Economic data arrive too slowly to help investors navigate crises such as the 2019 coronavirus (COVID-19) outbreak. Are there data that support quick reactions? In their March 2020 paper entitled “Coronavirus: Impact on Stock Prices and Growth Expectations”, Niels Gormsen and Ralph Koijen employ equity index dividend futures by maturity to understand the evolution of investor reactions to COVID-19 outbreak and subsequent policy actions. They argue that a stock market decline means that expected future dividends fall and/or the discount rate for future dividends rises, differently by maturity. These changes in expectations affect stock market valuation. Using daily dividend futures closing mid-quotes in the U.S. and settlement prices in the EU during January 2006 through March 25, 2020, they find that:

  • Based on out-of-sample regression modeling, expected dividend growth rate over the next year falls by 28% in the U.S. and 22% in the EU from January 1, 2020 to March 25, 2020. Corresponding expected GDP growth is down 2.2% in the U.S. and 2.8% in the EU.
  • Based solely on changes in dividend futures prices from January 15, 2020 to March 25, 2020, deterioration in expected dividends is -38% in the U.S. and -49% in the EU over the next two years (relative to initial expectations).
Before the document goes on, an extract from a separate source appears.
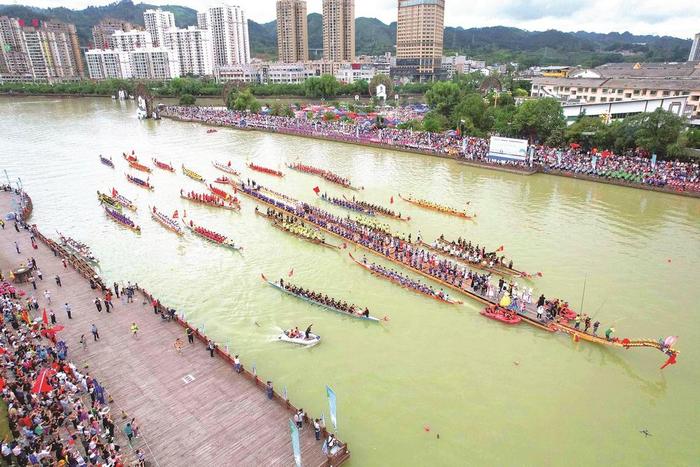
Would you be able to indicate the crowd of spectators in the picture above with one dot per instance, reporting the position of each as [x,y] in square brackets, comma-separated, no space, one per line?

The corresponding change in expected dividends during November 2008 of the global financial crisis is -30%, an accurate forecast of the actual decline in dividends through 2010. 
  • There are signs of catch-up growth in future years three to 10 (see the chart below), possibly due to anticipation of a vaccine.
  • Market and dividend futures reactions jointly suggest that long-horizon discount rates have increased substantially since early 2020.

The following chart, taken from the paper, shows changes in expected dividends over the next 10 years for the S&P 500 and the Euro Stoxx 50 based solely on changes in respective dividend futures prices during January 15, 2020 through March 25, 2020. These graphs represent lower bounds in expected dividends relative to previous expectations. The deepest drops in expectation are at a 2-year horizon (-38% for the S&P 500 and -49% for the Euro Stoxx 50). There are signs of catch-up growth during years 3 through 10.

In summary, evidence suggests that the impact of COVID-19 and associated policy reactions on expected stock market dividends, and thereby potentially on market valuations, is similar to that of November 2008 during the first two years, with relatively stronger recovery thereafter.

Cautions regarding findings include:

  • Samples are short in terms of variety of market conditions.
  • Model verification regarding dividend expectations consists of a single prior market crash.